Open devversion opened 2 years ago
This issue reproduces on master:
Error: expect(received).resolves.toBeTruthy()
Received promise rejected instead of resolved
Rejected to value: [Error: Command failed: /usr/bin/node /github/workspace/scripts/actions/../run-yarn.js install
➤ YN0000: ┌ Resolution step
::group::Resolution step
➤ YN0001: │ Error: my-test-pkg@file:/tmp/tmp-18a6mLA1rPZdRa/my-tar-pkg.tgz::locator=root-workspace-0b6124%40workspace%3A.: Manifest not found
at Function.find (/github/workspace/packages/yarnpkg-core/sources/Manifest.ts:114:13)
at /github/workspace/packages/plugin-file/sources/TarballFileResolver.ts:70:14
at Object.releaseAfterUseAsync (/github/workspace/packages/yarnpkg-core/sources/miscUtils.ts:161:12)
at TarballFileResolver.resolve (/github/workspace/packages/plugin-file/sources/TarballFileResolver.ts:69:22)
at MultiResolver.resolve (/github/workspace/packages/yarnpkg-core/sources/MultiResolver.ts:57:12)
at MultiResolver.resolve (/github/workspace/packages/yarnpkg-core/sources/MultiResolver.ts:57:12)
at /github/workspace/packages/yarnpkg-core/sources/Project.ts:722:18
at Object.prettifyAsyncErrors (/github/workspace/packages/yarnpkg-core/sources/miscUtils.ts:172:12)
at startPackageResolution (/github/workspace/packages/yarnpkg-core/sources/Project.ts:721:29)
::endgroup::
➤ YN0000: └ Completed in 0s 528ms
➤ YN0000: Failed with errors in 0s 541ms
]
at expect (/github/workspace/.yarn/cache/expect-npm-24.8.0-8c7640c562-0c0da74930.zip/node_modules/expect/build/index.js:138:15)
at module.exports (evalmachine.<anonymous>:15:7)
at async /github/workspace/.yarn/cache/@arcanis-sherlock-npm-2.0.3-558f52b79f-ccfa417b92.zip/node_modules/@arcanis/sherlock/lib/executeRepro.js:57:13
at async executeInTempDirectory (/github/workspace/.yarn/cache/@arcanis-sherlock-npm-2.0.3-558f52b79f-ccfa417b92.zip/node_modules/@arcanis/sherlock/lib/executeRepro.js:18:16)
at async executeRepro (/github/workspace/.yarn/cache/@arcanis-sherlock-npm-2.0.3-558f52b79f-ccfa417b92.zip/node_modules/@arcanis/sherlock/lib/executeRepro.js:25:12)
at async ExecCommand.execute (/github/workspace/.yarn/cache/@arcanis-sherlock-npm-2.0.3-558f52b79f-ccfa417b92.zip/node_modules/@arcanis/sherlock/lib/commands/exec.js:26:38)
at async ExecCommand.validateAndExecute (/github/workspace/.yarn/cache/clipanion-npm-2.0.0-rc.16-b9444aaf89-91cf93ba72.zip/node_modules/clipanion/lib/advanced/Command.js:161:26)
at async Cli.run (/github/workspace/.yarn/cache/clipanion-npm-2.0.0-rc.16-b9444aaf89-91cf93ba72.zip/node_modules/clipanion/lib/advanced/Cli.js:74:24)
at async Cli.runExit (/github/workspace/.yarn/cache/clipanion-npm-2.0.0-rc.16-b9444aaf89-91cf93ba72.zip/node_modules/clipanion/lib/advanced/Cli.js:83:28)
Out of curiosity, what tool generates tarballs like this?

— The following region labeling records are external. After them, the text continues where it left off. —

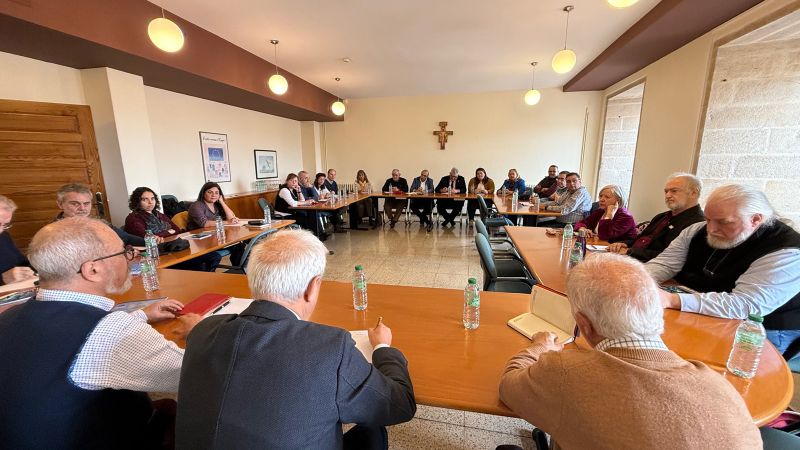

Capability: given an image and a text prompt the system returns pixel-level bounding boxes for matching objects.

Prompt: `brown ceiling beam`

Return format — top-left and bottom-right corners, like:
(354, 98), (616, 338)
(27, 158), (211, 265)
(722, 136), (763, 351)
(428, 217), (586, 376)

(0, 0), (342, 122)
(564, 0), (763, 92)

It sounds a little invalid
@arcanis It's really just the standard GNU tar
command (see example above) that will generate such archive members, depending on whether you pass it absolute filenames, or relative like this (which can happen if you use find
together or something).
Generally, these are valid entry/archive member names for tar files, it's just that for tar component stripping, normalization which would collapse ./blub
to blub
is unexpected. Libraries like tar-fs
does not do this by default either, so this seems like the ecosystem standard with respect to tarballs. Yarn 1.x did not break for such tarballs in that case, especially not with a rather confusing error message as in this issue (see above; it's not clear why this happens and took me quite some time to debug).

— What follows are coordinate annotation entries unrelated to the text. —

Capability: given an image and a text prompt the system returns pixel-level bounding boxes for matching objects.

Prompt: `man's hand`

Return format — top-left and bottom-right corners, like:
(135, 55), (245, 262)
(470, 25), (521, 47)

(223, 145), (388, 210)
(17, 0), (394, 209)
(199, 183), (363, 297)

Really my case as a concrete example: We are using Bazel as build tool for Angular, and tarballs generated with Bazel through rules_pkg
currently come with ./
as the first component, breaking our integration testing to prepare for Yarn berry/PnP. It's clear that we could somehow tweak the package setup to use something else as first component (like package/
), but the mismatch for tarballs in Yarn 1.x and Yarn 2.x came as a surprise (with a hard-to-debug message)

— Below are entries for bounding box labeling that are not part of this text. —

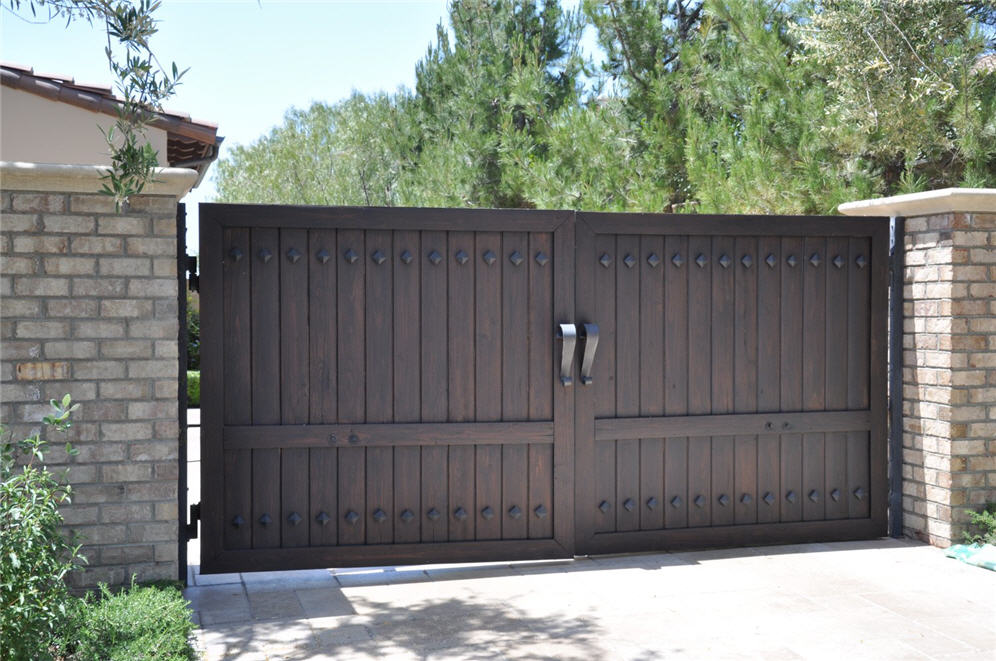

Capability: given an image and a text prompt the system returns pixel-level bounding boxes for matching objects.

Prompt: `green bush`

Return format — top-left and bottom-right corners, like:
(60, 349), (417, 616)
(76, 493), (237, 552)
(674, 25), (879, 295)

My problem with that is that paths inside tar archives are paths, so normalizing them shouldn't make a difference 🤔
I understand that it worked in Yarn Classic (and perhaps other package managers), but it sounds like a bug, and I'm not sure I want to follow this behaviour. I myself had to implement a few security-related fixes in Yarn Classic due to how tarball paths could lead to escapes during installs, and the more broken assumptions we have the more likely it is that we leave open an attack surface that can be exploited somehow.
Really my case as a concrete example: We are using Bazel as build tool for Angular, and tarballs generated with Bazel through rules_pkg currently come with ./ as the first component, breaking our integration testing to prepare for Yarn berry/PnP. It's clear that we could somehow tweak the package setup to use something else as first component (like package/), but the mismatch for tarballs in Yarn 1.x and Yarn 2.x came as a surprise (with a hard-to-debug message)
I'd prefer if rules_pkg
was following a more "standard" tarball pattern. If you call tar
manually to generate your tarballs, then it'd be probably for the best to follow the same layout as yarn pack
would generate (although I'm curious - why not call yarn pack
directly?).
My problem with that is that paths inside tar archives are paths, so normalizing them shouldn't make a difference 🤔
Hmm. Why aren't paths not normalized as part of the creation then? It surely makes a difference for the stripping mechanism. The normalization does not occur in other tar
implementations (in creation neither in extraction). That seems like the convention across implementations (including the GNU tar implementation itself). I haven't found anything in the GNU tar spec that elaborates much on the ./<>
case, neither it being necessarily talking about paths, but rather about arbitrary archive member names.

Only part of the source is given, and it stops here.